But despite the growing mountain of bad debt that, everyday now, overtakes these bailouts, the insane denial in the European leadership has compelled them, not to stop this process immediately with a Glass Steagal reform; that would be an act of sanity, but rather, to actually propose up to 60 billion euros of government bonds to recapitalize the entire Spanish banking sector, committing a sovereign government, and its people to honor the debts of a dishonorable system. But even if that were adopted, it would also not be enough: Spain’s Regions also have some 140 billion euros in unpayable debt on their books; other European countries are rapidly following Greece and Spain into insolvency, because the debts they owe the banks are also unpayable.

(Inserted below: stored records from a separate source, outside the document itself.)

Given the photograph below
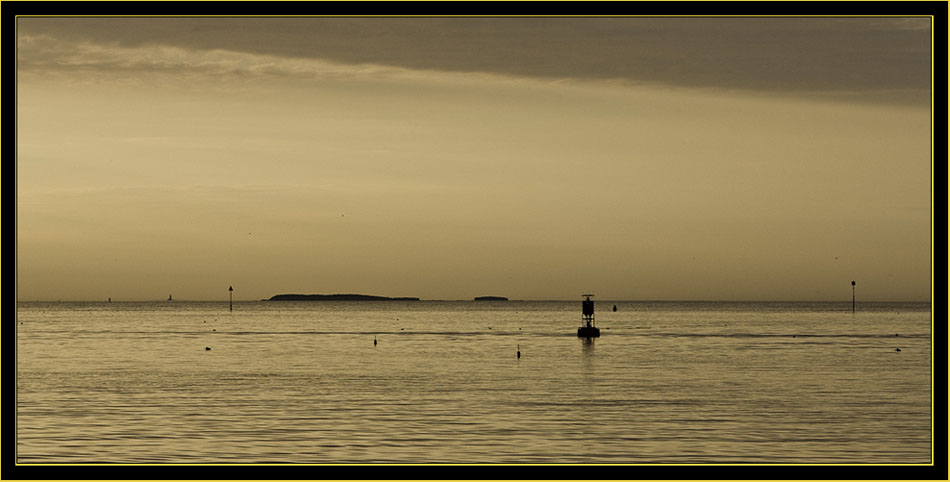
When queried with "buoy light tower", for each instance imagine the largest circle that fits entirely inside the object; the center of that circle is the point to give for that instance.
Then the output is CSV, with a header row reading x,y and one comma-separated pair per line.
x,y
588,330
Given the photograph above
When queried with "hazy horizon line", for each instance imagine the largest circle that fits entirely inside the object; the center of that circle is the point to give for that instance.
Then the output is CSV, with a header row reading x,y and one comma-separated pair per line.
x,y
156,300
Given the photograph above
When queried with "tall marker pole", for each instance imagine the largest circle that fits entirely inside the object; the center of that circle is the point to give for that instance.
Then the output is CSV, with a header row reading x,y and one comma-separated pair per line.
x,y
852,297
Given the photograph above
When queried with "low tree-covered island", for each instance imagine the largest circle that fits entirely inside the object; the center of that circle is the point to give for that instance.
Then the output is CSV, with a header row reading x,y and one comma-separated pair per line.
x,y
337,297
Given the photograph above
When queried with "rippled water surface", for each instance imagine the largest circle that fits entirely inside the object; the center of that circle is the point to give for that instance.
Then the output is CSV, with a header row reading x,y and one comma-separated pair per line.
x,y
303,382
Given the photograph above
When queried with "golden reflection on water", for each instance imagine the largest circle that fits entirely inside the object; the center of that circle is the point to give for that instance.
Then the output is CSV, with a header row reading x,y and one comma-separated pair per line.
x,y
666,384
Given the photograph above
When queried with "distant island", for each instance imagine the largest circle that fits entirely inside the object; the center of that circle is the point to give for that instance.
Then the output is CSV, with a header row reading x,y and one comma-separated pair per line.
x,y
339,297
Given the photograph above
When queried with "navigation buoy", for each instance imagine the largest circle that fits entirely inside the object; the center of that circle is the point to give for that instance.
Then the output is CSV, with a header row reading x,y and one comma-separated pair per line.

And then there’s the proverbial godfather of bad debt: the derivatives bubble, sitting on top of this mountain of transatlantic debt, making this a crisis not merely of Europe but of the United States as well as the Federal Reserve has poured billions into the European system and derivatives bubble more generally. Noone even knows the size of that bubble, let alone how to keep it afloat.
The breakdown crisis is here. It’s not something that is “coming”, but it’s here now.
Already major financial institutions and national governments are admitting this reality, with Lloyd’s of London and the Swiss National Bank announcing that they have contingency plans in place in preparation for a European blowout. Unfortunately those contingency plans are, at this point meaningless and won’t work.
A Feature article in today’s Huffington Post: “The End of the Euro” sums it up quite nicely, “In every economic crisis there comes a moment of clarity. In Europe soon, millions of people will wake up to realize that the euro-as-we-know-it is gone. Economic chaos awaits them.”
But well before the people of Europe and the United States suddenly awake from the slumber of denial and complacency, leaders of the world must make a commitment to put the solution in place now, and declare “There are no contingency plans, there is only Glass-Steagall!”